If most of the debt is unpayable, why do their creditors continue to squeeze these destitute nations? Ask the bankers and they will lecture you on the principle of “moral hazard”–the notion that if people are allowed to avoid the consequences of their economic mistakes, they will continue to make them. As an observation about human psychology, this may be reasonable, if oversimplified. But as applied to poverty-stricken societies, it is hazardous morality and bad economics. The people who are being hounded to pay back the loans are not the people who took them out. Much of the debt represents the residue of cold war-era payoffs to corrupt dictators and their cronies who are long gone, having taken the money with them. As Michael Harrington once quipped about foreign aid, such loans were a transfer of resources from “poor people in rich countries to rich people in poor countries.”

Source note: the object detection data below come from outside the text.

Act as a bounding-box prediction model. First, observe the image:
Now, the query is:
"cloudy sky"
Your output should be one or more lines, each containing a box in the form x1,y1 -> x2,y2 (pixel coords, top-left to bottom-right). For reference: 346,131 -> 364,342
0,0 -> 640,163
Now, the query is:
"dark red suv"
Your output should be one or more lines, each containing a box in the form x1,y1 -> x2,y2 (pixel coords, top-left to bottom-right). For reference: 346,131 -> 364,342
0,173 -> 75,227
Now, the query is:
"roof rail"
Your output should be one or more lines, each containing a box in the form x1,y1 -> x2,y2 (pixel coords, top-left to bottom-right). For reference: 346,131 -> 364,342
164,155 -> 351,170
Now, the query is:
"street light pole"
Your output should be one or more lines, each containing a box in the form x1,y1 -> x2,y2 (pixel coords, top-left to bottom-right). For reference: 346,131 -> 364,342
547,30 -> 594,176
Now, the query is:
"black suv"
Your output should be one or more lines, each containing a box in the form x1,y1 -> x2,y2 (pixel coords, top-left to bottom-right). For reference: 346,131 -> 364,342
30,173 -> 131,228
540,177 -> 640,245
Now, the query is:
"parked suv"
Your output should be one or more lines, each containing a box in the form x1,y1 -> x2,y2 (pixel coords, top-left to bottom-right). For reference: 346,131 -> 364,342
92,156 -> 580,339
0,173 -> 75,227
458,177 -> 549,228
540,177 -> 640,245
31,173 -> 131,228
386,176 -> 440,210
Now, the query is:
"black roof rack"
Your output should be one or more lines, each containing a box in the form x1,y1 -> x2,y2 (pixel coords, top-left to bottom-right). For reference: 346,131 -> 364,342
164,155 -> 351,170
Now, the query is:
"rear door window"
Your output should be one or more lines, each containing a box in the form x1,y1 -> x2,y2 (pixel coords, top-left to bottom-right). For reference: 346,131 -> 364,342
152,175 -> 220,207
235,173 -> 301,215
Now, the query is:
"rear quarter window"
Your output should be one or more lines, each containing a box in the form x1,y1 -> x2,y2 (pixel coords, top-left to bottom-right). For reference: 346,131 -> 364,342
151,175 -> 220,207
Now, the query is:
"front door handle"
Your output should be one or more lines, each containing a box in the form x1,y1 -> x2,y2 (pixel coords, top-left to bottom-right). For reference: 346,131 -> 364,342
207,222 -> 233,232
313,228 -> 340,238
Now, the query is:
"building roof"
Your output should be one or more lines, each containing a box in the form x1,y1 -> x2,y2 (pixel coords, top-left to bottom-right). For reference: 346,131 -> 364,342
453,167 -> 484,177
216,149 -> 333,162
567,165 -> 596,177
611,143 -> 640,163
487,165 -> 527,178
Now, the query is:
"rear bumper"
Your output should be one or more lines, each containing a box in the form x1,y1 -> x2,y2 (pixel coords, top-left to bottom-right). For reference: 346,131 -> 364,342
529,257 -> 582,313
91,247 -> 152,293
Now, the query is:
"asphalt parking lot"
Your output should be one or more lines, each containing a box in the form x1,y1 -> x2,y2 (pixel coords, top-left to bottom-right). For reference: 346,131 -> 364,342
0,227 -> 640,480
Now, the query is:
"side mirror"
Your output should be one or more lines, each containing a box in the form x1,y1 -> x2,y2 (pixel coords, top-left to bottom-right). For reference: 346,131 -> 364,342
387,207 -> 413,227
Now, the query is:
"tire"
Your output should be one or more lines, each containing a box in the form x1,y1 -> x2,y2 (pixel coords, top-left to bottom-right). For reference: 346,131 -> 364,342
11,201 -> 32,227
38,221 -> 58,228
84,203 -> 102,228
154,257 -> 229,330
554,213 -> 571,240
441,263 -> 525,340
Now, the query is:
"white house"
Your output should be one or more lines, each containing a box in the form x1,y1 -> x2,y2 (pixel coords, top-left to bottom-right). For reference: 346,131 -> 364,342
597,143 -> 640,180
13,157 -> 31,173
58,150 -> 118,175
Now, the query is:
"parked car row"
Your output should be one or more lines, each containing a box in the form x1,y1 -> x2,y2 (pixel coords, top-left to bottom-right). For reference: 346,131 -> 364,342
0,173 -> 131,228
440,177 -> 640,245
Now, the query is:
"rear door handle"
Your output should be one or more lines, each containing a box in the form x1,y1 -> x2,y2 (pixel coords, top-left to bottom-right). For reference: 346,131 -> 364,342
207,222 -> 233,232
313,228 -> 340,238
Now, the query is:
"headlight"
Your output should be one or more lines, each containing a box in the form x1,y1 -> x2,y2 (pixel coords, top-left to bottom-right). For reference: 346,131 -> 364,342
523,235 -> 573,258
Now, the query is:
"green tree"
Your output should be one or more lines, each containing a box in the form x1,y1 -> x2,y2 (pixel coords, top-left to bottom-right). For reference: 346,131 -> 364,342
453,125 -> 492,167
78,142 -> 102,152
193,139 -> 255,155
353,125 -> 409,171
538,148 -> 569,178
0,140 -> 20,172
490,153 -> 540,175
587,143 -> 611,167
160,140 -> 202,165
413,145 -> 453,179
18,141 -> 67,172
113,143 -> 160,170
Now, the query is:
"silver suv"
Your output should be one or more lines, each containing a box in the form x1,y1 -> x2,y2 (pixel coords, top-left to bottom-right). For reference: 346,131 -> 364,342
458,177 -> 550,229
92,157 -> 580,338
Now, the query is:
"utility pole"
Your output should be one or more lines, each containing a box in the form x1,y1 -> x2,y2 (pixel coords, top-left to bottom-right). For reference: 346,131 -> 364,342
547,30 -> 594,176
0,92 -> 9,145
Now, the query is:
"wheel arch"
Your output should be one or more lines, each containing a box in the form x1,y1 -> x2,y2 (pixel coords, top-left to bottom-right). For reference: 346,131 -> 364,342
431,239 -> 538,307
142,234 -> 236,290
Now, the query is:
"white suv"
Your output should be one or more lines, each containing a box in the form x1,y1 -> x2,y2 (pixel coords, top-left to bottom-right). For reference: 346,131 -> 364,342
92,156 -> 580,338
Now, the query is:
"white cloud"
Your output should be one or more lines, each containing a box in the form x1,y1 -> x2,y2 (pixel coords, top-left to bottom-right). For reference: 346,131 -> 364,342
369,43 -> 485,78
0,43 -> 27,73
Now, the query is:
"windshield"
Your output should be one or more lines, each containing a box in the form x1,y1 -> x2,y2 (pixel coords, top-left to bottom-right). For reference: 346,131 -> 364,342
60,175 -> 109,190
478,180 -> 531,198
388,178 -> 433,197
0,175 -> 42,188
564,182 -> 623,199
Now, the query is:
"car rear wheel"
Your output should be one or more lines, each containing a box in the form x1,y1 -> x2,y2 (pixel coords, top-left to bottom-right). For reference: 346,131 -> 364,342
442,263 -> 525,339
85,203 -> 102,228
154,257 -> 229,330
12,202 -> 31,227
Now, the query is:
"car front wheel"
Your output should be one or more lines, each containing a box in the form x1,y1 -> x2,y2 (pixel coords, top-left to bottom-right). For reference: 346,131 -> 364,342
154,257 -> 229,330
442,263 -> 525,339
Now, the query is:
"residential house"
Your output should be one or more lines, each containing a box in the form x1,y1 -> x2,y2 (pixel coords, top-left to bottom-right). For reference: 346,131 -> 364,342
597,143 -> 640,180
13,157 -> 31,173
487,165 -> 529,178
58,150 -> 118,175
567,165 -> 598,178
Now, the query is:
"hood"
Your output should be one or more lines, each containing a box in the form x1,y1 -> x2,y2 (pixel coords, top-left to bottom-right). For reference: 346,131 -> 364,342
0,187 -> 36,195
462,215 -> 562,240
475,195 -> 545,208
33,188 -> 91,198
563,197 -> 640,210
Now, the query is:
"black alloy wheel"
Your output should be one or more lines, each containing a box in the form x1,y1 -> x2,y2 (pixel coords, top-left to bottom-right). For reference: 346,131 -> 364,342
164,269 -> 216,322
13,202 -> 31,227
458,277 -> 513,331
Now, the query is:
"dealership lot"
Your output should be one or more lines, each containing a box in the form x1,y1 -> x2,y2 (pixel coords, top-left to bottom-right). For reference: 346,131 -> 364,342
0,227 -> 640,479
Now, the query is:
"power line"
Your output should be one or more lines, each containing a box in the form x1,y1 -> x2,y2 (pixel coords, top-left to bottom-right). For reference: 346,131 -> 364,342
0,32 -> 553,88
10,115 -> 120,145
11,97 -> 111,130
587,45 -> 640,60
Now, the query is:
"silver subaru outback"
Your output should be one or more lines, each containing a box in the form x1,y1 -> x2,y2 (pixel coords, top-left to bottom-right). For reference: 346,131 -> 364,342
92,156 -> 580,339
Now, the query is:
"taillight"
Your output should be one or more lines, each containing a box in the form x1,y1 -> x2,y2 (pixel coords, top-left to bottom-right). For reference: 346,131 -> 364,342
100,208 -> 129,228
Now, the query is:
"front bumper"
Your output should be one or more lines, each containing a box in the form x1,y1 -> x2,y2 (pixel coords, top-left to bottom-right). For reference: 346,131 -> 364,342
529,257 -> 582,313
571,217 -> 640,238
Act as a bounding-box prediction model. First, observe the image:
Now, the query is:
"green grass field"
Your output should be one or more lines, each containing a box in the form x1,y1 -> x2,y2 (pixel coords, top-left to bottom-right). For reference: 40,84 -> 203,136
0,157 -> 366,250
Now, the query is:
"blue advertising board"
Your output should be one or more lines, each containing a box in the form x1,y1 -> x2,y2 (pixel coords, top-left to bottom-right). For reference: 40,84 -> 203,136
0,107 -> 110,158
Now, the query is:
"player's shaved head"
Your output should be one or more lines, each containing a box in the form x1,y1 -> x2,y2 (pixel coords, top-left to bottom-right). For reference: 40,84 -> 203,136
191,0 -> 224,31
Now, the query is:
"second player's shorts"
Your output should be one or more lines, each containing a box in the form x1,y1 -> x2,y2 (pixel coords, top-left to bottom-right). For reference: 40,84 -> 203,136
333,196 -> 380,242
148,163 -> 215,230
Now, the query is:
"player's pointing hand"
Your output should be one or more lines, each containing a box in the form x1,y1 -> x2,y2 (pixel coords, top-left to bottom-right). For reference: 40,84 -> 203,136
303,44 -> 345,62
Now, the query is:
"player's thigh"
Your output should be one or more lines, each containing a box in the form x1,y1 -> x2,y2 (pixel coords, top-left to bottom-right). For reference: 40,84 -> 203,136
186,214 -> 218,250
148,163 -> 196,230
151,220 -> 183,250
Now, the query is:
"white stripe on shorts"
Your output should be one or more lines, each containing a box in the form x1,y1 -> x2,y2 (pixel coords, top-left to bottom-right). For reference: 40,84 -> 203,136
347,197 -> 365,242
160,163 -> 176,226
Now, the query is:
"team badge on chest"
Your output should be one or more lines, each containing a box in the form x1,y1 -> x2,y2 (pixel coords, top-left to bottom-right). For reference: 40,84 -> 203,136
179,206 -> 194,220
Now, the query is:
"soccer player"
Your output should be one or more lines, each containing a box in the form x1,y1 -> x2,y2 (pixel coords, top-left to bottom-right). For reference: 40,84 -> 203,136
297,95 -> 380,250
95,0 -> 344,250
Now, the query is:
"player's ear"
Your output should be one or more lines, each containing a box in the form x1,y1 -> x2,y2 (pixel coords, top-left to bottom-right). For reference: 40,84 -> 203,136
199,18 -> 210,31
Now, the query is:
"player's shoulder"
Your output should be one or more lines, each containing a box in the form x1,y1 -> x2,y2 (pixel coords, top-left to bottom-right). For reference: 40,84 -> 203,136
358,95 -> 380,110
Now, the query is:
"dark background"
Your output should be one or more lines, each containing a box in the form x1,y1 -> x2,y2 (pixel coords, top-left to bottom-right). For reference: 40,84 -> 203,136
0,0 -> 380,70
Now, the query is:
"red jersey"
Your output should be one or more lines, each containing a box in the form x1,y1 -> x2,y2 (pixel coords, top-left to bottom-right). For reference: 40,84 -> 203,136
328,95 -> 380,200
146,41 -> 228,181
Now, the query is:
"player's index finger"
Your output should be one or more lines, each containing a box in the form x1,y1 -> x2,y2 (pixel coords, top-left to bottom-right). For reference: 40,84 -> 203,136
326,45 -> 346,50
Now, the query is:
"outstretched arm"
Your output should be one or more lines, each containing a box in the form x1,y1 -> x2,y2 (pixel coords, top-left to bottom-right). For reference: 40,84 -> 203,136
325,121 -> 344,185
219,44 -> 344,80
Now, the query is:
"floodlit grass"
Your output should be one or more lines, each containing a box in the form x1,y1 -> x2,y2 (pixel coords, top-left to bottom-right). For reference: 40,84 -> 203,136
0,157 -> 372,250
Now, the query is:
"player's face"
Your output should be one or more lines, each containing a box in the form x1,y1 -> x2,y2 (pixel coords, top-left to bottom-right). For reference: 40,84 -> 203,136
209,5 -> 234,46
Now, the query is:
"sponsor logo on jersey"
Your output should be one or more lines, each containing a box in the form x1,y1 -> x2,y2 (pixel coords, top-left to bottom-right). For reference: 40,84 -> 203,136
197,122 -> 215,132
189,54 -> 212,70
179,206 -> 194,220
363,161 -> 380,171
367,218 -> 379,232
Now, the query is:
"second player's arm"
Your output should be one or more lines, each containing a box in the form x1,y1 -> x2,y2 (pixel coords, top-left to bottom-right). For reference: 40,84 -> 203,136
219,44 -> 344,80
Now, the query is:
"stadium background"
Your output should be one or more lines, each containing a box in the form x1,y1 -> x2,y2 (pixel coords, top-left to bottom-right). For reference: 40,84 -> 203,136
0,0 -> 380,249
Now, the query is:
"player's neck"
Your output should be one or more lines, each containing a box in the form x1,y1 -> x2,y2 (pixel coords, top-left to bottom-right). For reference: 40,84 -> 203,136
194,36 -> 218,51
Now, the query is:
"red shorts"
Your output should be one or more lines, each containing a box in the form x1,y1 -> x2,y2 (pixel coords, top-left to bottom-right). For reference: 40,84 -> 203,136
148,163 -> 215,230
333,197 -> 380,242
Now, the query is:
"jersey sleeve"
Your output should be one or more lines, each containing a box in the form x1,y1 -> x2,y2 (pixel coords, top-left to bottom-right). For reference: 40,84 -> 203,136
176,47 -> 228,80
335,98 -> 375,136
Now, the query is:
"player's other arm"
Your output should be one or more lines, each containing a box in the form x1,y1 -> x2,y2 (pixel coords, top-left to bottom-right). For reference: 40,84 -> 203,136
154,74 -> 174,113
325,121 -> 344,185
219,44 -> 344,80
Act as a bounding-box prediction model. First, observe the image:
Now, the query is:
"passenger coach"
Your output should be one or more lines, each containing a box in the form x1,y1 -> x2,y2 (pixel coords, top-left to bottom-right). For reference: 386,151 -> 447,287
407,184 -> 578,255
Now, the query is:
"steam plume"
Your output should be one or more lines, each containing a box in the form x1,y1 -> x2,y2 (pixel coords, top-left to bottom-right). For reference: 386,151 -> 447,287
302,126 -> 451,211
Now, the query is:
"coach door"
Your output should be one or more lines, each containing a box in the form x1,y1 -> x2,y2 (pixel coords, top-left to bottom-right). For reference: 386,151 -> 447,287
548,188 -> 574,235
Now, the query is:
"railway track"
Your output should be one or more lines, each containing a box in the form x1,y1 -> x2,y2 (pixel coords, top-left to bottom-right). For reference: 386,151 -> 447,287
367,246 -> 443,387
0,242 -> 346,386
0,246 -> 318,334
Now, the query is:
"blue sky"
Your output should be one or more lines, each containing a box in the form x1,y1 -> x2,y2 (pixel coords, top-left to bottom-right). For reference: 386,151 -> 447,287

Excessive concern with moral hazard flies in the face of the experience of the world’s currently most successful economy. America is the Land of Moral Hazard. We are the world’s largest debtor (we don’t even pay our dues to the United Nations), our people have a zero savings rate and consumer debt is at record highs. More to the point, this is the easiest nation in the world in which to declare bankruptcy and escape the consequences: 1.5 million individuals and businesses do it each year. When they come home from bankruptcy court and turn on the TV, they are bombarded with offers for more loans from companies whose business it is to lend money to people with bad credit.
There is method to this seeming madness. First, in a modern economy supply tends to outrace effective demand for goods and services, so anemic incomes need to be supplemented by credit. Easy credit, moreover, is not only fueling the US economy; by maintaining demand for Asian goods while Asia’s own markets tanked, the US consumer’s cavalier attitude toward debt has saved the world economy from depression.
Second, escape hatches for debtors reflect a sound economic principle: If you really can’t pay, then it is not in society’s interest to have you spend the rest of your life hopelessly trying to work off the purchase of an asset that is now worth less than the value of the effort you are making to pay for it. Bankruptcy law allows you to liquidate the debt by selling off the assets and sharing the loss with your creditors–who, after all, were partners in creating the loan that went sour.
Compare the United States with a nation like Japan, where inadequate bankruptcy protection leaves millions of Japanese stuck making payments on houses and business real estate now worth half the value of the mortgage–paralyzing consumer spending and investment. In America, you can give the key to the bank, move to the next state and start all over again. Indeed, in America the rich get richer precisely by exposing their economic morality to hazard. When the ninety-nine multimillionaires who invested in the now infamous Long Term Capital Management Fund bet wrong on the Russian ruble, the Federal Reserve and the Treasury browbeat the fund’s bankers into lending them even more money to go out and do the same thing again.
If the world’s financiers really want to export American capitalism to the world’s impoverished societies, they should knock off the homilies on frugality and let the poor in on the real secret of US prosperity–debt relief.